Williams J made orders accordingly.
It is interesting that Williams J chose to go down the ‘responsible citizen’ route as the primary route to reach the (obviously correct) conclusion that it was in the Skripals’ best interests for the relevant steps to be taken. Other judges might have placed more emphasis upon his alternative route, namely that it was equally, if not, possibly even more likely that the Skripals would have wanted to take any opportunity to explore a course of action which might give rise to even a small possibility of medical benefit to them. There is undoubtedly a place for altruism or being seen to ‘do the right thing’ in the conception of best interests (see, in addition to the TJ case cited, Re Peter Jones and the pre-MCA case of Re Y (Mental Incapacity: Bone marrow transplant)  2 FLR 787). There is, equally, clear authority for the proposition that the Court of Protection can, in some cases, be entitled to take steps in the name of a person’s best interests to seek to secure even the slightest chance of a medical improvement: see, e.g. B v D  EWCOP 15. Which route one chooses to reach the outcome in this case depends, one suspects, on one’s view of human nature.
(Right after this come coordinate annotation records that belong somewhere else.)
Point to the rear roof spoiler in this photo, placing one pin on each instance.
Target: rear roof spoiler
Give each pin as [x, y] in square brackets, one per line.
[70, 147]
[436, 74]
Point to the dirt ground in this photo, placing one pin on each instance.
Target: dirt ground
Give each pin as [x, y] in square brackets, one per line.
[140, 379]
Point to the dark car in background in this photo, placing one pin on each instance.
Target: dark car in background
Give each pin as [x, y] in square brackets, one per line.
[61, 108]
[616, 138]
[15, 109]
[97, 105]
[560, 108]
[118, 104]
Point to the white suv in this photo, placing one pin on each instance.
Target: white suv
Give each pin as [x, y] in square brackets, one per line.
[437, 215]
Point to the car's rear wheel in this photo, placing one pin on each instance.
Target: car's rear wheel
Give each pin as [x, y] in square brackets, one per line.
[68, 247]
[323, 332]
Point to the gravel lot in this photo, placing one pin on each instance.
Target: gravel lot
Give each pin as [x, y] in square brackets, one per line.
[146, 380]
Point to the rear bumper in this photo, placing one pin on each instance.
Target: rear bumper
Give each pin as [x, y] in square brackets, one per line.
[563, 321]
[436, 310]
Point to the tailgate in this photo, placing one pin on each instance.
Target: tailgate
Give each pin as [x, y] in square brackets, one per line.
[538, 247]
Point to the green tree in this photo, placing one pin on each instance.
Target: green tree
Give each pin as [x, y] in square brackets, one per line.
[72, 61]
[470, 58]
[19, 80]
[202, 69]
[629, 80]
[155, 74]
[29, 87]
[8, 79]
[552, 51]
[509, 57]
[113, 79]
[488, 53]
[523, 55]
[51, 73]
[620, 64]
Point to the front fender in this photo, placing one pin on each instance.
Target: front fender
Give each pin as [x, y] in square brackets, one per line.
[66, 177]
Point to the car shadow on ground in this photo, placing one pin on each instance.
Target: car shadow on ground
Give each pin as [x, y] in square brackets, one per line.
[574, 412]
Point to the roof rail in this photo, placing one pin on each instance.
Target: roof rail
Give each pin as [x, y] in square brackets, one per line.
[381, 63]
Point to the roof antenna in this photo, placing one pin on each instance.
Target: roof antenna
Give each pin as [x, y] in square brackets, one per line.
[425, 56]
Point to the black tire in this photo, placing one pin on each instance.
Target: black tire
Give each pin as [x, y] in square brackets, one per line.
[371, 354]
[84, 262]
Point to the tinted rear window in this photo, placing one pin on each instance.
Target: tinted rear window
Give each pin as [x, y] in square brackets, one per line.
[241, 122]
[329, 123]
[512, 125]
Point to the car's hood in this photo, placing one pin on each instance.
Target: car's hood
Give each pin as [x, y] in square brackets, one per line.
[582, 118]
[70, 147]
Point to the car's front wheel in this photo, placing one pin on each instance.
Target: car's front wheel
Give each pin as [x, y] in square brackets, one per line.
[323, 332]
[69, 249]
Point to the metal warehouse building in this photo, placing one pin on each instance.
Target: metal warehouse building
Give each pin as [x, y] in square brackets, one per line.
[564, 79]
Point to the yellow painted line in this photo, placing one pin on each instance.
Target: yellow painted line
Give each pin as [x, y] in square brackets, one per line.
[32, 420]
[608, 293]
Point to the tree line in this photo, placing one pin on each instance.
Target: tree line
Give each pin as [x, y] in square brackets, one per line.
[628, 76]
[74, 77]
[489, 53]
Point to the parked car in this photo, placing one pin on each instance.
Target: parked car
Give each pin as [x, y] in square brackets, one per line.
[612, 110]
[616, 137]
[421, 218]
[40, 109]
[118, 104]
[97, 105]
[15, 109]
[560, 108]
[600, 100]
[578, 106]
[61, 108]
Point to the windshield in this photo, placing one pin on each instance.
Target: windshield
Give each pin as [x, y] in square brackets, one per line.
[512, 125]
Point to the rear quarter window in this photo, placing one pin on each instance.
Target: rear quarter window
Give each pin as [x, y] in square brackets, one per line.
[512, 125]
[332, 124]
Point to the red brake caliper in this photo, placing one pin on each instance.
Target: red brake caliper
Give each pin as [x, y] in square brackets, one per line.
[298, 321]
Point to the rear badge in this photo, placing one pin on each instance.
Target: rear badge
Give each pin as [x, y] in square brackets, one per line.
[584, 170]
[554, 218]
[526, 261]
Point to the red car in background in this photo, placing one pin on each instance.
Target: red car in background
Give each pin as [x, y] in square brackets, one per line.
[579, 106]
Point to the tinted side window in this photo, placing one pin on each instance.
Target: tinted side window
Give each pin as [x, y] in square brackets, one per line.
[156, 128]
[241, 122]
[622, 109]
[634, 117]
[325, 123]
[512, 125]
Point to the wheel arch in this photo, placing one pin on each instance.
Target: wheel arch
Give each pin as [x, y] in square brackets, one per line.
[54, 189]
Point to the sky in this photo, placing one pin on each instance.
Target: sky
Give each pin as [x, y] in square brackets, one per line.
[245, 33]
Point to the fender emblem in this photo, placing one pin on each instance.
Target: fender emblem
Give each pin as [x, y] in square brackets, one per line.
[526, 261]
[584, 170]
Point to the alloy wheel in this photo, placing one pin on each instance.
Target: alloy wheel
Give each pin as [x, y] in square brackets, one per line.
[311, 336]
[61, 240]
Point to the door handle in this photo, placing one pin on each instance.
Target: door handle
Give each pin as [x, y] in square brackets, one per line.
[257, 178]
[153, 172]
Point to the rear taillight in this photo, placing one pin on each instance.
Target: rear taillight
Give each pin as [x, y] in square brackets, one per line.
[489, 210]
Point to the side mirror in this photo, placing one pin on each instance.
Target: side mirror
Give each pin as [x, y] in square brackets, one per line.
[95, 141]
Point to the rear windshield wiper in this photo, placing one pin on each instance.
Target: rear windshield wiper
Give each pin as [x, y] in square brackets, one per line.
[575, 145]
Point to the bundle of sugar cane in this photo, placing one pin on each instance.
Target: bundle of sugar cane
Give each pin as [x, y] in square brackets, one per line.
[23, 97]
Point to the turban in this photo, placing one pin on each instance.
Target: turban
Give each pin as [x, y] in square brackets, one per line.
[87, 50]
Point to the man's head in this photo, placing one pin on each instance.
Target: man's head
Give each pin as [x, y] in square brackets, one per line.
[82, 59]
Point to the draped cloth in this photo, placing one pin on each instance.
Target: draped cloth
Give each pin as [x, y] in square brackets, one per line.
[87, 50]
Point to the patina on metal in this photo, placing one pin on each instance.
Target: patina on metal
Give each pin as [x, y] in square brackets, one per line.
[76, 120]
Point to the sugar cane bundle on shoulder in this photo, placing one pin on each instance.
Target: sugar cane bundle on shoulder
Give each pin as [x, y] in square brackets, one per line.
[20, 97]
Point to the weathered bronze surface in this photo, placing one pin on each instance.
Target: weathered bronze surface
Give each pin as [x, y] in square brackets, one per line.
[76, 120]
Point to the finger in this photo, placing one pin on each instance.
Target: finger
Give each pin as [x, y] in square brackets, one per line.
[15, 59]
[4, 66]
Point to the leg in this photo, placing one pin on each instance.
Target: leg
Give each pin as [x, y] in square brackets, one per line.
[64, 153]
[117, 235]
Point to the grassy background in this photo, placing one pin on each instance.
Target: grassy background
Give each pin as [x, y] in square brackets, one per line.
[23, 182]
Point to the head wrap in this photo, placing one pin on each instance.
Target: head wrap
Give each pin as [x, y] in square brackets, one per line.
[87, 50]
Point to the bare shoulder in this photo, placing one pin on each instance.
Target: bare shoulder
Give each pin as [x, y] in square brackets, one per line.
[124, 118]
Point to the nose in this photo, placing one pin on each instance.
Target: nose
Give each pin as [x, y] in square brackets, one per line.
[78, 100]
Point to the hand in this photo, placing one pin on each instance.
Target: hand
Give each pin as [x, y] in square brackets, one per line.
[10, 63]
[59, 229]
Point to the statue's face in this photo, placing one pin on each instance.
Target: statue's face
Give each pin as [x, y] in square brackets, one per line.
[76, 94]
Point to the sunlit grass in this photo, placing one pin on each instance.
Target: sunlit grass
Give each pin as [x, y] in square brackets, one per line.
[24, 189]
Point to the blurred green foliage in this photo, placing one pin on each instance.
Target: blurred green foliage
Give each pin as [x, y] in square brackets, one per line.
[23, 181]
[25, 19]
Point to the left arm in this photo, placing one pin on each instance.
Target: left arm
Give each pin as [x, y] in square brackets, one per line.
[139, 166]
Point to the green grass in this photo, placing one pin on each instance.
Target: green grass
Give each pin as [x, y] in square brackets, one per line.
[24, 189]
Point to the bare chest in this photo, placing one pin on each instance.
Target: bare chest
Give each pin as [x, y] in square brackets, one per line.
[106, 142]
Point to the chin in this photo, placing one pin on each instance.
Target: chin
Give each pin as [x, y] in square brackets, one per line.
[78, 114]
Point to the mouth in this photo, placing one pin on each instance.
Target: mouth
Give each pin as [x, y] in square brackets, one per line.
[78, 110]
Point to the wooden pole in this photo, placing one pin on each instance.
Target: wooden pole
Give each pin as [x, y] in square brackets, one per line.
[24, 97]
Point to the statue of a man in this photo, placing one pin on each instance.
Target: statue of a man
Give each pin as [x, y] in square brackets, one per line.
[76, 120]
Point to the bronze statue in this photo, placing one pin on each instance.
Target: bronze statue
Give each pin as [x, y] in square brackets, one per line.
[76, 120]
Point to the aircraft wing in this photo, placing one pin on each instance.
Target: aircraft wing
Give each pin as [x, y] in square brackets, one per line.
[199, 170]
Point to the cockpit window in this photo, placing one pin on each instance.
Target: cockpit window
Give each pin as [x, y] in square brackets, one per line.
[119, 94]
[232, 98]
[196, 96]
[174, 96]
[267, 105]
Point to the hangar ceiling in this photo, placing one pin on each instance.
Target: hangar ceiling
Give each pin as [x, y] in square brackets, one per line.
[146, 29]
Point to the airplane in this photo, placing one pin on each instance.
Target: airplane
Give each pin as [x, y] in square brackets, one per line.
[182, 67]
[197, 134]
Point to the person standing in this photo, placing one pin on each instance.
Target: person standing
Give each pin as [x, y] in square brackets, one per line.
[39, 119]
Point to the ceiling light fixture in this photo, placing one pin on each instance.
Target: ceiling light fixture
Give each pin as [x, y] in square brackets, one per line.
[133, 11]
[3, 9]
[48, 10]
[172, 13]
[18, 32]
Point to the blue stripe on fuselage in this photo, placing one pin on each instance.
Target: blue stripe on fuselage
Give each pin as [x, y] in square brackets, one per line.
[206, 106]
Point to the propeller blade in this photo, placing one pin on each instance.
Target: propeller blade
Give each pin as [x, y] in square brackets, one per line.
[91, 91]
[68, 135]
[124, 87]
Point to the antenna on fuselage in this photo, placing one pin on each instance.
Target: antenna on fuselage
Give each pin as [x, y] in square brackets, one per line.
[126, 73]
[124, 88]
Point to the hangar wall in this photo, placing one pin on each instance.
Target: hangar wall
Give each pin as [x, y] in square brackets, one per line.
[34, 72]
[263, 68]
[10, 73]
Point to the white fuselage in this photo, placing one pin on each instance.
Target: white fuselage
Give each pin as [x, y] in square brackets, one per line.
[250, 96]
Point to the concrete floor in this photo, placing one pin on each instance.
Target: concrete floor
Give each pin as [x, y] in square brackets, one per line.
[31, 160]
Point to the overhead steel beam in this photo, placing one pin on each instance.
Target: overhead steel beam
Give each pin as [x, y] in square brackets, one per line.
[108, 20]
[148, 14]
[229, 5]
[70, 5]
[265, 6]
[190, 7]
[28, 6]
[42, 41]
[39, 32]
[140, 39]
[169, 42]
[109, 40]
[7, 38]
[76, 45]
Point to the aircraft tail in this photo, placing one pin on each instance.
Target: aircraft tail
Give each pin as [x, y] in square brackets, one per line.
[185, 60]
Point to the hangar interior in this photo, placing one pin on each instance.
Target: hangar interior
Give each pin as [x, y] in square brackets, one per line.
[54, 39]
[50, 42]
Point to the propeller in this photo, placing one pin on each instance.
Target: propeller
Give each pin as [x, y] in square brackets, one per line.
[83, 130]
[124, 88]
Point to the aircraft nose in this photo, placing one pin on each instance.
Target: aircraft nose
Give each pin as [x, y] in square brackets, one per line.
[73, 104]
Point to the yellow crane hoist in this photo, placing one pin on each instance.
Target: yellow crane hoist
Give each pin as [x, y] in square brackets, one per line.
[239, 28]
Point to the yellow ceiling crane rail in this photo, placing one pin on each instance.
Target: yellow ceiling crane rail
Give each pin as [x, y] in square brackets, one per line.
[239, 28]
Very much as a side-note, I note that the apparent tension that Williams J notes in relation to the ‘General Rule’ and the Transparency Practice Direction is a side-effect of the fact that they represent the clunky but necessary work-around for the fact that the MCA 2005 does not contain the automatic restrictions on the publication of specific types of information about the subject of proceedings that applies in relation to children. This means that it is necessary for an order to be made in each case to enable the proceedings to take place in public (which is intended to the default following the completion of the Transparency Pilot) but with suitable protections relating to the identities of the parties and private and sensitive information that is regularly put before it). It is very much to be hoped that when the MCA is amended in due course to implement the Law Commission’s Mental Capacity (Amendment) Bill, the opportunity will be taken to introduce into primary legislation a provision which will enable this process to be streamlined.